La masa muscular no sólo está relacionada con la fuerza o la apariencia física. Con el paso de los años, mantener una buena cantidad de músculo es clave para la movilidad, el metabolismo y la prevención de enfermedades crónicas.
A partir de la tercera década de vida puede comenzar una pérdida gradual de masa muscular si no se estimula adecuadamente, lo que puede impactar la salud a largo plazo.
¿Por qué el músculo es tan importante?
El tejido muscular participa en el movimiento, la postura y el equilibrio. También influye en la regulación de la glucosa y en el gasto energético del cuerpo, lo que lo convierte en un órgano metabólicamente activo.
Conservar músculo no es sólo una cuestión funcional, sino también preventiva.
1. Protección frente a enfermedades metabólicas
Una mayor masa muscular mejora la sensibilidad a la insulina. Esto ayuda a regular mejor los niveles de glucosa en sangre y reduce el riesgo de desarrollar diabetes tipo 2.
Además, el músculo contribuye a mantener un metabolismo más eficiente.
2. Prevención de caídas y fragilidad
El músculo es fundamental para la estabilidad y el equilibrio. Conservar fuerza muscular disminuye el riesgo de caídas y fracturas, especialmente en etapas posteriores de la vida.
La pérdida significativa de masa muscular puede derivar en fragilidad y menor independencia.
Conoce más: El papel del equilibrio en la prevención de caídas
3. Apoyo a la salud ósea
El músculo y el hueso trabajan en conjunto. El entrenamiento de fuerza estimula tanto el crecimiento muscular como la densidad ósea, ayudando a prevenir osteoporosis.

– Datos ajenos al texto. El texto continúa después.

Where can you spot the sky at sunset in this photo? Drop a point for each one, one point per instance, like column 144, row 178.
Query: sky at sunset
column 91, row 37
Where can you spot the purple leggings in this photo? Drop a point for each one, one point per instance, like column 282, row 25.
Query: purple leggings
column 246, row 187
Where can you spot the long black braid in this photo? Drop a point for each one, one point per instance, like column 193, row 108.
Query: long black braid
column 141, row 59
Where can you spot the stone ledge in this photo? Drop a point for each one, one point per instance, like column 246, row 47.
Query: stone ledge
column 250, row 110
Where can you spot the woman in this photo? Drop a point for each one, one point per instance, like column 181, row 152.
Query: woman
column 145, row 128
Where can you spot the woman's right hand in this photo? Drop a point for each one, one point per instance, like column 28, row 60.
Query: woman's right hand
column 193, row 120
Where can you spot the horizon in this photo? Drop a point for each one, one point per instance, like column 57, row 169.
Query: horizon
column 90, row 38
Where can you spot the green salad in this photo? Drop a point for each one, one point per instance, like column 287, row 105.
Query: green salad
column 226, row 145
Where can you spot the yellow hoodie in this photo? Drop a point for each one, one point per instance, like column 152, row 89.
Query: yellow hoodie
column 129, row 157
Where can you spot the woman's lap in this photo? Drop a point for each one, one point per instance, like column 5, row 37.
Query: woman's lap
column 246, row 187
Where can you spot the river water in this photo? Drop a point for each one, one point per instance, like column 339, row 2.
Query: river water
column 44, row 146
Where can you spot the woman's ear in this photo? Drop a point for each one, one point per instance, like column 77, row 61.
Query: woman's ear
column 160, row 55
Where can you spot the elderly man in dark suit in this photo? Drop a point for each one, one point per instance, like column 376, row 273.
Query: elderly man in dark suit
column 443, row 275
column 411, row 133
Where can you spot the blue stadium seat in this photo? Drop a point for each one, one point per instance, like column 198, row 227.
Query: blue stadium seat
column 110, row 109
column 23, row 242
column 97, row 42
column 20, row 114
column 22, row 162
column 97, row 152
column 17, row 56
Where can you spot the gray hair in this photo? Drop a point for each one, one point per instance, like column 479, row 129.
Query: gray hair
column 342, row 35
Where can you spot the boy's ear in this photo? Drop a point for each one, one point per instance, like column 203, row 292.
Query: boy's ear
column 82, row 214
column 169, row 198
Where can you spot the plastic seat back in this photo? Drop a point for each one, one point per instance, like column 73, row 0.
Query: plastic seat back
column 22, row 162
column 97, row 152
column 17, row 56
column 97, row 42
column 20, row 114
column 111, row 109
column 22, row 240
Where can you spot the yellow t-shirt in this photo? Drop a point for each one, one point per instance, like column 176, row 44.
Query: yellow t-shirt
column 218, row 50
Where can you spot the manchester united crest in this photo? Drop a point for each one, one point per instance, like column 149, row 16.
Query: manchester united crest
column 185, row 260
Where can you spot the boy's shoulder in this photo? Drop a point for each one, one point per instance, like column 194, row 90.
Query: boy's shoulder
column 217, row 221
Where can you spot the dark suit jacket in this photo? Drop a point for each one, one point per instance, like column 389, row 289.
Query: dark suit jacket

El impacto es mayor cuando se inicia desde edades tempranas y se mantiene en el tiempo.
4. Influencia en la longevidad y calidad de vida
Diversos estudios han relacionado mayor fuerza muscular con mejor pronóstico de salud. La masa muscular adecuada se asocia con menor riesgo de mortalidad y mayor funcionalidad en la adultez mayor.
Mantener autonomía y capacidad física depende en parte del cuidado del músculo.
¿Cómo proteger la masa muscular?
Incluir entrenamiento de fuerza al menos dos veces por semana, consumir suficiente proteína y evitar el sedentarismo son estrategias clave. La combinación de actividad física regular y alimentación equilibrada favorece la conservación del músculo con el paso de los años.
La masa muscular es un pilar de la salud integral. Cuidarla desde etapas tempranas ayuda a mantener movilidad, estabilidad metabólica y mejor calidad de vida a lo largo del tiempo, fortaleciendo el bienestar físico de manera sostenible.